Audio & Speech

OpenSTBench: New benchmark unifies speech translation evaluation across 6 dimensions

Forget just semantic accuracy — OpenSTBench now measures speech quality, emotion, and latency too.

Deep Dive

OpenSTBench is a unified evaluation framework for speech translation systems, covering speech-to-text (S2TT) and speech-to-speech (S2ST) translation in offline and streaming settings. It jointly measures translation quality, speech quality, speaker preservation, emotion & paralinguistic fidelity, temporal consistency, and latency. Experiments show that systems with strong translation quality can still differ substantially in speech quality and temporal quality. The code and datasets are available online.

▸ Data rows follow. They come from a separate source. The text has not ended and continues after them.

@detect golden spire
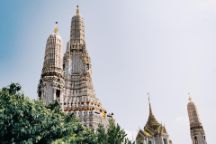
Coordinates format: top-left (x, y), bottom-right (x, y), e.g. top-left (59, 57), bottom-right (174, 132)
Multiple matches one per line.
top-left (54, 21), bottom-right (58, 34)
top-left (147, 92), bottom-right (152, 115)
top-left (188, 93), bottom-right (192, 102)
top-left (76, 5), bottom-right (80, 16)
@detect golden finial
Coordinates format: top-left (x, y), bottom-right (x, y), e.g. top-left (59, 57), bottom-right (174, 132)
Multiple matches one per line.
top-left (54, 21), bottom-right (58, 33)
top-left (188, 93), bottom-right (192, 102)
top-left (147, 92), bottom-right (152, 115)
top-left (76, 5), bottom-right (79, 15)
top-left (147, 92), bottom-right (150, 103)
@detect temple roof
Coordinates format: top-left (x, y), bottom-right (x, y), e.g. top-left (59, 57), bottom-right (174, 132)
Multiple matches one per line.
top-left (144, 101), bottom-right (167, 136)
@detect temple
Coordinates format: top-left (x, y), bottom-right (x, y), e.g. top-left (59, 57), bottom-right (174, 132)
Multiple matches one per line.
top-left (38, 6), bottom-right (113, 130)
top-left (187, 97), bottom-right (207, 144)
top-left (136, 100), bottom-right (172, 144)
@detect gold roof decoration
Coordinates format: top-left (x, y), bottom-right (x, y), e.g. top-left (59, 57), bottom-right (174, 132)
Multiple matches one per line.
top-left (54, 21), bottom-right (59, 34)
top-left (76, 5), bottom-right (80, 16)
top-left (144, 98), bottom-right (167, 136)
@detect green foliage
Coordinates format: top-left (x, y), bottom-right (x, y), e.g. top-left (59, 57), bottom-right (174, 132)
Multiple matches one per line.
top-left (0, 83), bottom-right (85, 144)
top-left (97, 119), bottom-right (132, 144)
top-left (0, 83), bottom-right (132, 144)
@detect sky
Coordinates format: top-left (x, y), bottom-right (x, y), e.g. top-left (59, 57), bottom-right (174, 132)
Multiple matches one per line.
top-left (0, 0), bottom-right (216, 144)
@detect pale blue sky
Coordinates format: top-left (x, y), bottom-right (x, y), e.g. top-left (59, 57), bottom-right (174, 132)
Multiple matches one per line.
top-left (0, 0), bottom-right (216, 144)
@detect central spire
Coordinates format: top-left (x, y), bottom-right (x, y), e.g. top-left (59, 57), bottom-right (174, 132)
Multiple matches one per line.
top-left (70, 6), bottom-right (85, 49)
top-left (76, 5), bottom-right (80, 16)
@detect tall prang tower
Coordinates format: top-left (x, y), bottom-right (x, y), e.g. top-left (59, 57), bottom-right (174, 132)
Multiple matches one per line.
top-left (187, 97), bottom-right (207, 144)
top-left (38, 6), bottom-right (113, 130)
top-left (63, 6), bottom-right (112, 129)
top-left (38, 22), bottom-right (64, 105)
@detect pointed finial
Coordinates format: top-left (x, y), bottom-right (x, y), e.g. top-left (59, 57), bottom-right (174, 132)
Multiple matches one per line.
top-left (76, 5), bottom-right (79, 15)
top-left (188, 93), bottom-right (192, 102)
top-left (54, 21), bottom-right (58, 33)
top-left (147, 92), bottom-right (152, 115)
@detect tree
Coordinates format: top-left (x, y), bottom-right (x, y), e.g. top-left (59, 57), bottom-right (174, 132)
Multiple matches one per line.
top-left (96, 119), bottom-right (132, 144)
top-left (0, 83), bottom-right (132, 144)
top-left (0, 83), bottom-right (88, 144)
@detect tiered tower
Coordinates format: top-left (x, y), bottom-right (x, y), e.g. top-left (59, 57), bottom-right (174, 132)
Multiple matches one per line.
top-left (38, 22), bottom-right (64, 105)
top-left (187, 97), bottom-right (207, 144)
top-left (38, 6), bottom-right (112, 130)
top-left (63, 6), bottom-right (111, 129)
top-left (136, 100), bottom-right (172, 144)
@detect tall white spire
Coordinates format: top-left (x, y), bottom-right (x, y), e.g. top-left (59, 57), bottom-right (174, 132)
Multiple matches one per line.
top-left (38, 22), bottom-right (64, 105)
top-left (187, 96), bottom-right (207, 144)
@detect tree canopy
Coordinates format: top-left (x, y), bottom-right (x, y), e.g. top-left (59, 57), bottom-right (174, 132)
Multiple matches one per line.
top-left (0, 83), bottom-right (134, 144)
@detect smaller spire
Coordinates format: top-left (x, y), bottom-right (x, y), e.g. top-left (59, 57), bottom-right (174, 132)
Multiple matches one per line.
top-left (76, 5), bottom-right (80, 16)
top-left (54, 21), bottom-right (58, 34)
top-left (188, 93), bottom-right (192, 102)
top-left (147, 92), bottom-right (152, 115)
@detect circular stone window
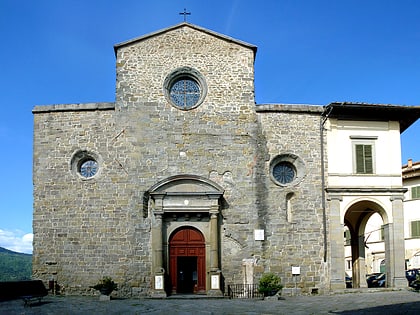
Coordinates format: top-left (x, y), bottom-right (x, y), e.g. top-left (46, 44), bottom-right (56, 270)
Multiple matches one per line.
top-left (270, 153), bottom-right (305, 186)
top-left (164, 67), bottom-right (207, 110)
top-left (79, 159), bottom-right (98, 178)
top-left (273, 162), bottom-right (296, 185)
top-left (70, 150), bottom-right (101, 179)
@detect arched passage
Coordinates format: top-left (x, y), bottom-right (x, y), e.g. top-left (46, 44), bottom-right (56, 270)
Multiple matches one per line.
top-left (344, 200), bottom-right (389, 288)
top-left (169, 227), bottom-right (206, 293)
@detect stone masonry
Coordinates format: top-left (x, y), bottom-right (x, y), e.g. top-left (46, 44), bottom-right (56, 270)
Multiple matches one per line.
top-left (33, 23), bottom-right (329, 296)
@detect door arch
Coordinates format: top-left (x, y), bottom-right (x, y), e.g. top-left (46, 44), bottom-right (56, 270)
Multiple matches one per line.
top-left (344, 200), bottom-right (389, 288)
top-left (169, 227), bottom-right (206, 294)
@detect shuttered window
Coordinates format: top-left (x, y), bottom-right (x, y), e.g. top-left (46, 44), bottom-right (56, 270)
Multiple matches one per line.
top-left (411, 186), bottom-right (420, 199)
top-left (355, 144), bottom-right (373, 174)
top-left (411, 221), bottom-right (420, 237)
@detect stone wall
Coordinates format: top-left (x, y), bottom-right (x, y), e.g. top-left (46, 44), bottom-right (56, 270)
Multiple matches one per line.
top-left (33, 25), bottom-right (330, 296)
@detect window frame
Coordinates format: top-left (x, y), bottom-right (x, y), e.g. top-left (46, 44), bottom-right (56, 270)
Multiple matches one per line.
top-left (410, 220), bottom-right (420, 238)
top-left (350, 136), bottom-right (378, 175)
top-left (411, 186), bottom-right (420, 199)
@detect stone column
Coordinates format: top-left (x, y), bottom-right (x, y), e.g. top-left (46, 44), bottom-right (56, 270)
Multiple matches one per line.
top-left (207, 205), bottom-right (223, 296)
top-left (384, 195), bottom-right (407, 288)
top-left (151, 198), bottom-right (166, 298)
top-left (329, 195), bottom-right (346, 291)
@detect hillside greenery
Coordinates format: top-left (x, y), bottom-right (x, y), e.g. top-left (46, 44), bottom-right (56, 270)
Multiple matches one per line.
top-left (0, 247), bottom-right (32, 281)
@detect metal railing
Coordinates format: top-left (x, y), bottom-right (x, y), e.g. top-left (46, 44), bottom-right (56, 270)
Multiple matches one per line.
top-left (228, 284), bottom-right (264, 300)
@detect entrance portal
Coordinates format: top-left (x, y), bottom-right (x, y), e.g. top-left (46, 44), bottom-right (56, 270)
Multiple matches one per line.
top-left (176, 256), bottom-right (197, 293)
top-left (169, 227), bottom-right (206, 293)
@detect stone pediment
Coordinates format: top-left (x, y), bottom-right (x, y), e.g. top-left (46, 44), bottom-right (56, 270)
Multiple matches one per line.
top-left (148, 175), bottom-right (224, 212)
top-left (114, 22), bottom-right (257, 55)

The paper has been submitted to EMNLP 2026.

Key Points
  • OpenSTBench unifies evaluation for both speech-to-text (S2TT) and speech-to-speech translation (S2ST) in offline and streaming modes.
  • It measures 6 dimensions: translation quality, speech quality, speaker preservation, emotion/paralinguistic fidelity, temporal consistency, and latency.
  • Experiments revealed that systems with equal translation quality can vary significantly in speech and temporal quality, highlighting the need for multidimensional evaluation.

Why It Matters

OpenSTBench enables comprehensive comparison of speech translation systems, critical for real-world deployment across modalities and use cases.